A well-placed source said it was “highly unlikely” that a prosecution would take place.

Ireland is the only country in the developed world to have introduced a blasphemy law this century.

It is not seemly for a non-theocratic nation to have a blasphemy law. Ireland should dump it.

 

Addendum by Grania Spingies

Nothing will happen to Stephen Fry. Ireland’s idiotic and ill-conceived blasphemy law was deliberately written to be unenforceable.

This isn’t the first time an interfering busybody has tried to cause trouble for an actor or comedian by using this law. Irish comedians Dara Ó Briain and Tommy Tiernan have fallen foul of thin-skinned offense-takers. However the law clearly states:

“A defence is permitted for work of “genuine literary, artistic, political, scientific, or academic value”.

That doesn’t mean that this is much ado about nothing.

The true danger of this modern version of an archaic law in Ireland is that it is frequently promoted by Muslim majority countries at United Nations level (Organization of Islamic Conference) as an endorsement of their own blasphemy laws and for the creation of more of these laws all over the globe. The CFI points out here:

Pakistan’s submission urges that UN member states prohibit by law “the uttering of matters that are grossly abusive or insulting in relation to matter held sacred by any religion, thereby causing outrage to a substantial number of adherents to that religion.”  Clearly, the Irish blasphemy legislation is being used to legitimize the “defamation of religions” movement, a dangerous threat to international freedom of expression. (Emphasis my own.)

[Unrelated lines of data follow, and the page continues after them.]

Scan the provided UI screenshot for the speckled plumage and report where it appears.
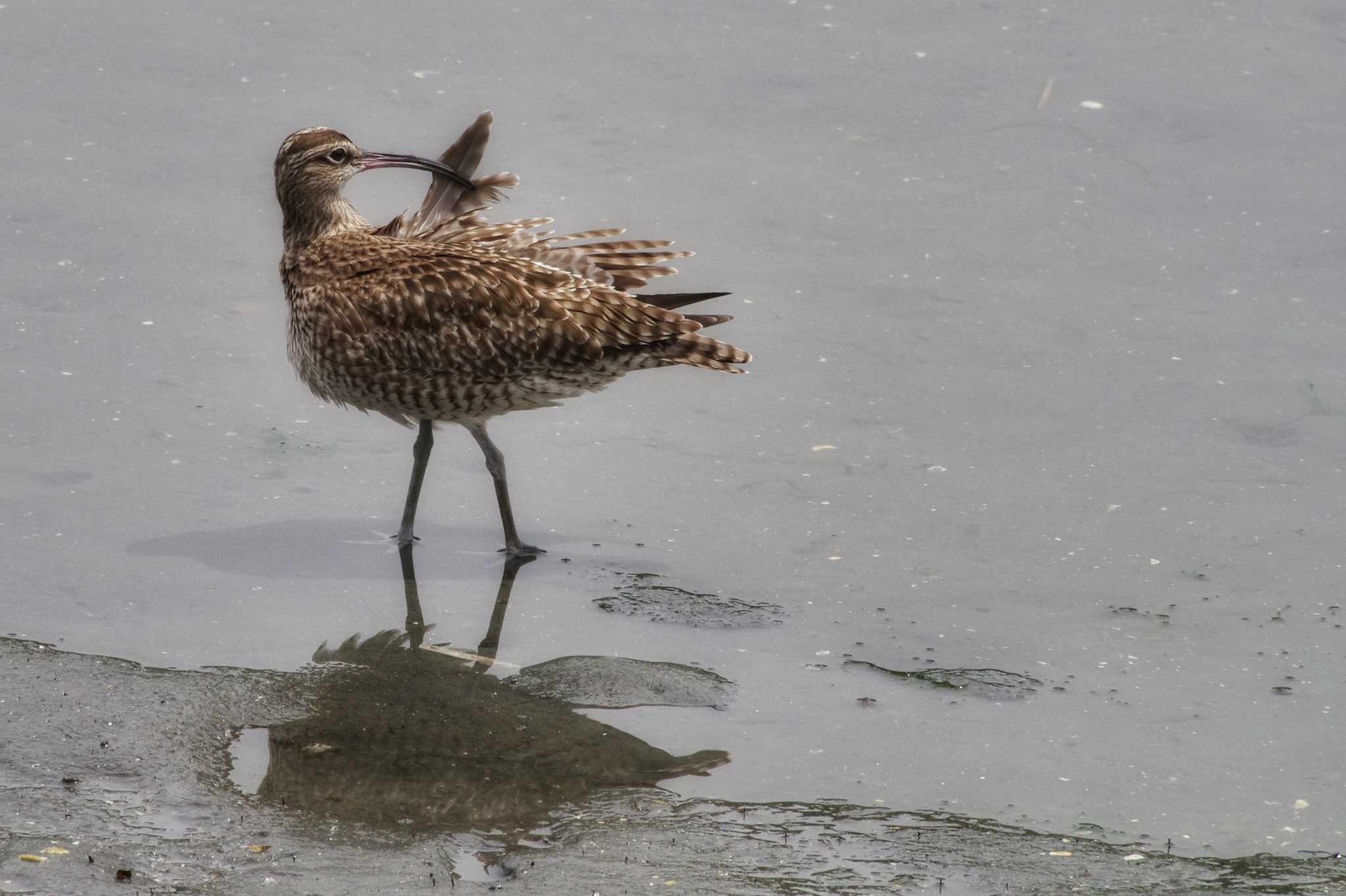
[276,113,751,550]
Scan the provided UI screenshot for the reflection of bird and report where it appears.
[257,633,728,830]
[276,113,751,556]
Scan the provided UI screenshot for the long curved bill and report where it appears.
[360,152,476,190]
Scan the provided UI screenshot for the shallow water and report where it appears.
[0,1,1346,892]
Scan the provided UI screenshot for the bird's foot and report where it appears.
[496,545,546,560]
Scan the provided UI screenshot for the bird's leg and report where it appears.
[473,554,537,671]
[463,422,546,557]
[397,542,429,650]
[397,420,435,548]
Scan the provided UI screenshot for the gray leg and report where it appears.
[397,420,435,548]
[463,422,546,557]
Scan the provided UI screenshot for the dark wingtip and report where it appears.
[636,292,733,311]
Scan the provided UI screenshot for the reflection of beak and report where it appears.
[360,152,476,190]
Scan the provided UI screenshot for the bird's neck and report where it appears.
[284,195,369,252]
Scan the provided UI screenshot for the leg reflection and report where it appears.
[397,543,537,659]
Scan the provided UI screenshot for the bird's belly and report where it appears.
[289,321,624,424]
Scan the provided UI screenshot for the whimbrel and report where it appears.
[276,112,751,557]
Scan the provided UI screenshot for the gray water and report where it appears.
[0,0,1346,892]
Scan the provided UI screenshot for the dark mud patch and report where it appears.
[505,656,736,709]
[0,637,1346,896]
[845,660,1042,700]
[593,573,785,628]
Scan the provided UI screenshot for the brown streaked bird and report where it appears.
[276,112,751,557]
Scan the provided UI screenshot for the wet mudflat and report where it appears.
[0,3,1346,893]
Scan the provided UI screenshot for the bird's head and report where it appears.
[276,128,476,240]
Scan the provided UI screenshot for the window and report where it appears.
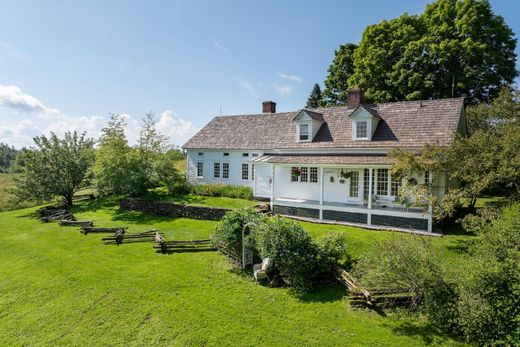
[197,161,204,177]
[222,163,229,178]
[356,122,368,139]
[242,164,249,180]
[291,166,300,182]
[300,167,309,182]
[390,176,403,196]
[349,171,359,198]
[363,169,370,199]
[377,169,388,195]
[309,167,318,183]
[424,171,430,184]
[213,163,220,178]
[300,124,309,141]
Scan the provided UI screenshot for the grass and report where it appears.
[145,187,258,208]
[0,199,468,346]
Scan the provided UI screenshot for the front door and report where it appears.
[348,171,362,203]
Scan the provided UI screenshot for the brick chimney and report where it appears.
[347,88,365,108]
[262,101,276,113]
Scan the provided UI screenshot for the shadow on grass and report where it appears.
[392,322,462,345]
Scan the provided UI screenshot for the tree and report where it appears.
[389,88,520,220]
[349,0,517,104]
[0,143,18,173]
[13,131,94,206]
[320,43,357,106]
[93,114,150,196]
[305,83,323,108]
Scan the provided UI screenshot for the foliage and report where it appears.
[344,0,517,104]
[323,43,357,106]
[211,209,264,264]
[191,183,253,200]
[353,236,446,304]
[12,131,94,206]
[93,114,150,196]
[305,83,323,108]
[317,232,347,270]
[0,142,18,173]
[152,153,185,195]
[254,216,319,289]
[389,89,520,220]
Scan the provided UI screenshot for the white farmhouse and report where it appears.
[183,89,466,232]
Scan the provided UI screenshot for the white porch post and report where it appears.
[367,168,374,225]
[320,166,325,219]
[271,165,275,212]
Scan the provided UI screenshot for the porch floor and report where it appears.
[274,197,424,213]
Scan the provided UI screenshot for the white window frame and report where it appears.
[196,161,204,178]
[222,163,229,180]
[298,123,311,142]
[242,163,249,181]
[354,120,368,140]
[213,162,222,178]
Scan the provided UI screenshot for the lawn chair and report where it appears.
[253,258,270,281]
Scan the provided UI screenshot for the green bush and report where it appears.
[255,217,321,289]
[211,209,265,265]
[191,183,253,200]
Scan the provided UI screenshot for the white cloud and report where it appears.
[233,77,255,94]
[273,83,292,96]
[278,72,303,83]
[0,85,196,147]
[213,41,229,53]
[0,85,59,115]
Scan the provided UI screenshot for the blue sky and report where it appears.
[0,0,520,147]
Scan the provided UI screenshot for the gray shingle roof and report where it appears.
[183,98,464,150]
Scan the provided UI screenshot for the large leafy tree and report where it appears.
[13,131,94,206]
[93,114,150,196]
[305,83,323,108]
[323,43,357,106]
[391,88,520,219]
[349,0,517,104]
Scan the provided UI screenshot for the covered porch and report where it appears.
[256,155,432,232]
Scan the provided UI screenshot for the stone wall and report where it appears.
[119,199,231,220]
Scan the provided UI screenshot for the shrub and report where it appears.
[211,209,265,264]
[255,217,319,289]
[191,183,253,200]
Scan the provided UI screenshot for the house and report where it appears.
[183,89,466,232]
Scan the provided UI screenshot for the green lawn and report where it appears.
[145,187,259,208]
[0,200,468,346]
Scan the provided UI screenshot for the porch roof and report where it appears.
[254,154,391,165]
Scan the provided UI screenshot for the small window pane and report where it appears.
[309,167,318,183]
[349,171,359,198]
[222,163,229,178]
[390,176,403,196]
[242,164,249,180]
[377,169,388,195]
[300,124,309,141]
[356,122,368,139]
[197,161,204,177]
[291,166,300,182]
[300,167,309,182]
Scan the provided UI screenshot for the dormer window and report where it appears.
[356,121,368,140]
[300,124,309,141]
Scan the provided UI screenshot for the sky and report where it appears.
[0,0,520,148]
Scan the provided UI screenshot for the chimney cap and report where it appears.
[262,100,276,113]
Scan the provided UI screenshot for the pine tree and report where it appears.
[305,83,323,108]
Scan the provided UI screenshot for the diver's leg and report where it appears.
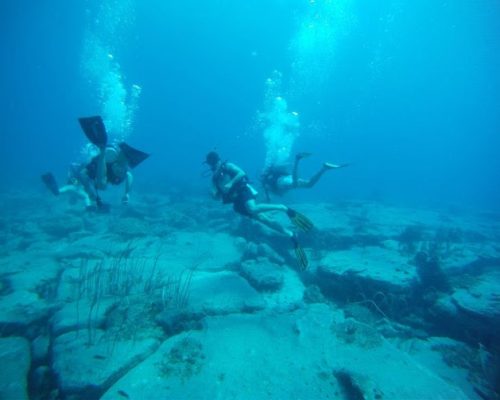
[292,154,302,187]
[292,152,311,187]
[298,165,330,189]
[59,185,92,207]
[95,147,108,189]
[79,170,97,200]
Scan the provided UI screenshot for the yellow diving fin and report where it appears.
[286,208,314,232]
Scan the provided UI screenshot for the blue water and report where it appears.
[0,0,500,210]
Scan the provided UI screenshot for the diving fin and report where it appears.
[286,208,314,232]
[292,235,309,271]
[120,142,149,168]
[41,172,59,196]
[78,115,108,148]
[86,196,111,214]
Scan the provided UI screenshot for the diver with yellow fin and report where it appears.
[204,151,314,270]
[42,116,149,213]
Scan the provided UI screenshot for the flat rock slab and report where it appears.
[188,271,265,315]
[317,247,417,295]
[0,290,56,330]
[452,271,500,322]
[241,259,284,292]
[0,337,31,400]
[52,330,160,398]
[102,305,467,400]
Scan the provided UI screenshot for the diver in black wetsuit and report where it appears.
[260,153,348,201]
[80,146,133,207]
[41,116,149,212]
[205,151,313,269]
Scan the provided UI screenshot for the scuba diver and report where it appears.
[42,116,149,212]
[260,153,349,201]
[204,151,313,270]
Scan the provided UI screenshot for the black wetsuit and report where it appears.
[212,162,256,217]
[85,156,127,185]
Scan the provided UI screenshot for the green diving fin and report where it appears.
[286,208,314,232]
[292,235,309,271]
[42,172,59,196]
[78,115,108,148]
[120,142,149,168]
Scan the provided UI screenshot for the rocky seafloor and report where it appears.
[0,193,500,400]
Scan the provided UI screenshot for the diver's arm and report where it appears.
[224,163,246,191]
[122,171,134,204]
[264,185,271,202]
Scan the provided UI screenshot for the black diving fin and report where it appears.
[78,115,108,148]
[286,208,314,232]
[120,142,149,168]
[41,172,59,196]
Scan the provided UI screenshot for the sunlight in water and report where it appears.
[82,0,141,141]
[290,0,355,97]
[259,71,300,167]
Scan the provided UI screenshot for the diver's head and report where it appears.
[205,151,220,171]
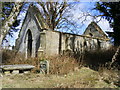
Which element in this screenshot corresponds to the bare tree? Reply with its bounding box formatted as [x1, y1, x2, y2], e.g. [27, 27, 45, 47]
[38, 2, 78, 30]
[0, 2, 23, 44]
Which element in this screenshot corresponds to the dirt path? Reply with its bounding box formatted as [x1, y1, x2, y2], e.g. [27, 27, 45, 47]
[2, 68, 115, 88]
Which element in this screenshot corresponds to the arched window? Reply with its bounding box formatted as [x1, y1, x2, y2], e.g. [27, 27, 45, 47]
[27, 30, 32, 56]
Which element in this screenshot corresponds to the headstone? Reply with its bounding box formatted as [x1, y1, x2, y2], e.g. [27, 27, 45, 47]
[40, 60, 49, 74]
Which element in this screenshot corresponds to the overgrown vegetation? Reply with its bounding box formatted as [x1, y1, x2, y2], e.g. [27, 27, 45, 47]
[2, 48, 120, 87]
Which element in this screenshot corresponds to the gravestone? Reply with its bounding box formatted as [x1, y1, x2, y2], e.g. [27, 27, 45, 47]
[40, 60, 49, 74]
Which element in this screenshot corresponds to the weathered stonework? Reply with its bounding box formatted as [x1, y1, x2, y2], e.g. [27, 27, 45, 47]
[16, 7, 111, 57]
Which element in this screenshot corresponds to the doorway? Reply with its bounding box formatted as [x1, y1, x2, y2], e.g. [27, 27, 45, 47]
[27, 30, 32, 57]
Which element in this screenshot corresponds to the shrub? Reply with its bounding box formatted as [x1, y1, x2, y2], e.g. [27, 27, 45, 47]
[83, 48, 116, 69]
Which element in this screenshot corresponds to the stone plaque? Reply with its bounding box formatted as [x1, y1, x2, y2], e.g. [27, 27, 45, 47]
[40, 60, 49, 74]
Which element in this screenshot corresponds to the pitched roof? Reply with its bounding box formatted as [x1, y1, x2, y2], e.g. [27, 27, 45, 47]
[83, 22, 109, 39]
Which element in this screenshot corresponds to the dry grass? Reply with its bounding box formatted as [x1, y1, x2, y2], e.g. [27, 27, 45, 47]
[49, 56, 80, 74]
[98, 66, 120, 87]
[83, 47, 116, 70]
[2, 50, 78, 74]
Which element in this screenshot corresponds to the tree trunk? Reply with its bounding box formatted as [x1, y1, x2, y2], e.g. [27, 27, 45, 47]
[0, 2, 22, 45]
[111, 46, 120, 66]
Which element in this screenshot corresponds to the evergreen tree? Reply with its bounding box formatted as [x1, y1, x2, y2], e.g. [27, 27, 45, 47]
[95, 2, 120, 46]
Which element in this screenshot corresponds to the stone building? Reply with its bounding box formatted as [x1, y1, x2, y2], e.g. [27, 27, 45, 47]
[16, 7, 111, 57]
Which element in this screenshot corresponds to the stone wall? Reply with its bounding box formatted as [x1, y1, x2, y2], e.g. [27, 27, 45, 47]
[38, 31, 111, 55]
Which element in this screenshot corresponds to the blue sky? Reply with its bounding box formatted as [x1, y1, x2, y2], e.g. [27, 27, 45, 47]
[1, 0, 112, 46]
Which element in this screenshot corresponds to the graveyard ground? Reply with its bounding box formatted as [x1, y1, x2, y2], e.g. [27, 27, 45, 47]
[1, 67, 118, 88]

Blasphemy laws in countries where they are taken seriously are in fact highly dangerous things. Ken White over at Popehat has for some years written multiple posts detailing the passing of such laws and their effect around the world. If anyone is in doubt as to why all blasphemy crimes should be abolished immediately and have no place in a fair and just society, you should take a look at his collection of articles on the subject.

He sums it up succinctly here:

“anti-blasphemy laws are a tool for religious majorities to suppress religious minorities, and a mechanism for the more powerful to oppress the relatively powerless, and tend to be used in a lawless manner resembling modern witch hunts. That is the norm we are asked to embrace.”